Joan Sullivan – Traduction Le Gaboteur
Texte original publié en anglais dans Newfoundland Quarterly
Tout au long des quelque 75 minutes que dure le spectacle, elle devient tour à tour: Oubee, une enfant kidnappée en juillet 1791 et vendue à la famille Stone de Trinity; Shanawdithit, qui en 1828 a partagé ses mots et dessins avec Sir William Cormack et son Institut Beothuk; et Santu Toney, née en 1850 et interviewée par l’anthropologue américain Frank Speck, qui a publié en 1922 que le père de Santu, Joe Kop, était Beothuk.

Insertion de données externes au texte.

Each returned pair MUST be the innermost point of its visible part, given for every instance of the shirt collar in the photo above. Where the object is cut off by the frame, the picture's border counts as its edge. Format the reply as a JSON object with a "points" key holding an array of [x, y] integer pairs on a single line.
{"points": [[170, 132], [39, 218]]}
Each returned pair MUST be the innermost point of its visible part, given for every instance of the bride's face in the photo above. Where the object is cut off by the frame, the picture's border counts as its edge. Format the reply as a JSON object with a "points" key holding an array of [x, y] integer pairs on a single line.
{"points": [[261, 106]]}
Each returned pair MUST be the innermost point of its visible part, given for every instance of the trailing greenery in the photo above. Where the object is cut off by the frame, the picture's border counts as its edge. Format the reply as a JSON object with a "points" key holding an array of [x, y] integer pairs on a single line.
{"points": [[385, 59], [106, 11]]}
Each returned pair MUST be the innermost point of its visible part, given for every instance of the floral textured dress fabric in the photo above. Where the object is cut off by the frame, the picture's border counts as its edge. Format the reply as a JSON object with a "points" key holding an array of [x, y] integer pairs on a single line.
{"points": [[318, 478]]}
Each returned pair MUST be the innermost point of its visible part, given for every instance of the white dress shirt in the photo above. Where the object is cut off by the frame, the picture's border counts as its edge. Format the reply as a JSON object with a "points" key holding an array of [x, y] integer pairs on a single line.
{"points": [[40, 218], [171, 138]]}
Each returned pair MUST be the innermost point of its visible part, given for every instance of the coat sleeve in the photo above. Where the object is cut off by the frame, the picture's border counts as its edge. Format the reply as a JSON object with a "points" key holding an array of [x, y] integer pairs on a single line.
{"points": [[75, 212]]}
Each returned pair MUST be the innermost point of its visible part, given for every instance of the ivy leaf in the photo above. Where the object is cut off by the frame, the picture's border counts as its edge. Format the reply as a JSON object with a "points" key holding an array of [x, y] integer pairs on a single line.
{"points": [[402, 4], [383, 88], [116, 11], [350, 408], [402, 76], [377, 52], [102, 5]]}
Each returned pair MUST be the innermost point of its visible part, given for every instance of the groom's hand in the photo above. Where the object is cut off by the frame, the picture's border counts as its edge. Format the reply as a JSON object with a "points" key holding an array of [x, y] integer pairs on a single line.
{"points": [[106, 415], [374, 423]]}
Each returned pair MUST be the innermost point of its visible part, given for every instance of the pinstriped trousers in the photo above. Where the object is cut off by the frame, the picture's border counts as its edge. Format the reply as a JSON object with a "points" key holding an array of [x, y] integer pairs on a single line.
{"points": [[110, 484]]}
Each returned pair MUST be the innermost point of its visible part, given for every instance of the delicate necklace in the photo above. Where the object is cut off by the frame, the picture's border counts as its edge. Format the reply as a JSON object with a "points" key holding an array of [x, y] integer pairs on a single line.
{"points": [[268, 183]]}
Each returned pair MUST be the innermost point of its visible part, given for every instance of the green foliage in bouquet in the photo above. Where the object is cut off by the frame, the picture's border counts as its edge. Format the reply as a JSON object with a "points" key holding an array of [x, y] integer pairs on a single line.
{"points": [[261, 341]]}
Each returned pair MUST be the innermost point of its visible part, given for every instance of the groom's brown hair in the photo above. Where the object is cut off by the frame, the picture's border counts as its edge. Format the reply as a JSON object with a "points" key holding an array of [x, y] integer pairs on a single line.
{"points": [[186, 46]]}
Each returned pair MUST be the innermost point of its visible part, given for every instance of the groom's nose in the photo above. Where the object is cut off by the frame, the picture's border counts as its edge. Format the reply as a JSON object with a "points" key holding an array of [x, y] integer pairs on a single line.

Le passage d’une scène à l’autre est indiqué par l’utilisation d’accessoires simples – une poupée de paille, un crâne et un foulard. Le costume d’Edmunds, une jupe rouge et un haut à manches longues avec une ceinture blanche à franges et des bandes bleues, blanches, orange, noires et jaunes, ne change pas.
Incarnant Oubee, elle salue les spectateurs et leur demande qui ils sont. «Votre peuple vous a bien nommés.» Elle raconte comment elle s’est retrouvée dans la servitude des Stones, une situation pour laquelle elle était censée être reconnaissante. «La gratitude, c’est faire des lits.» Lorsque les Stones sont retournés en Angleterre, ils ont emmené l’enfant avec un autre domestique, Jack, originaire des Antilles. «Il y a autant de gens en Angleterre qu’il y a d’arbres chez nous.» Il y a aussi des cadeaux et des friandises spéciales à trouver là-bas – mais également le mal du pays et la maladie qui va la tuer. «Jack a été le premier à tomber malade.»
Devenue Shanawdithit, Edmunds est maintenant une jeune femme, dans un espace liminal, qui demande au public «Savez-vous par hasard où nous sommes?». Shanawdithit a laissé une trace historique, mais pas, souligne-t-elle, un portrait – il s’agissait en fait de sa cousine, Demasduit, appelée Mary March, et simplement copiée pour la représenter, rebaptisée Nancy April. Elle raconte une coexistence assez bénigne, voire affectueuse, avec Cormack, mais ses sentiments à son égard ont changé après son retour en Écosse, porteur, apprend-elle, des crânes volés de Demasduit et de son mari. «Comment pouvez-vous pardonner à quelqu’un une chose pareille?» Plus troublante encore est le fait qu’elle sait très bien qu’elle devrait porter le poids et la connaissance de cette violation.
Puis, Edmunds se transforme en une vieille femme, Santu, et promet: «Je vais vous dire la vérité telle que je la connais.» Sa vie était souvent difficile, surtout dans le système scolaire catholique. «Tout le monde avait une cicatrice. Et tout le monde connaissait quelqu’un qui n’était pas rentré à la maison». Mais elle était adorée par ses tantes, et portait en elle sa propre résilience. «Et donc j’ai suivi mon chemin de joie».
Edmunds a une forte présence sur scène et adopte un ton ouvert et accueillant, même si elle traite des sujets difficiles. Le sujet est à la fois important d’un point de vue historique et fait aussi l’objet de manchettes contemporaines parfois conflictuelles, compte tenu de la complexité du débat sur les possibles lignées et cultures autochtones.
Stolen Sisters est au minimum le quatrième one-woman show présenté par Persistence, qu’il s’agisse d’un scénario original ou d’une reprise. Il s’agit d’un forum et d’un format qui peut vraiment permettre à un interprète de rayonner.
Il est également intéressant de noter que d’autres pièces ont été produites dans les environs – la lieutenante-gouverneure de TNL, Judy Foote, s’est engagée à ouvrir les terrains de la résidence du gouverneur (qui appartiennent au public) avec des cours de yoga, des sculptures publiques et des pièces de théâtre en plein air. Si le Heart Garden est particulièrement approprié pour ce spectacle, il existe d’autres espaces, avec de temps en temps une averse, une sirène ou un chien qui aboie en arrière-plan.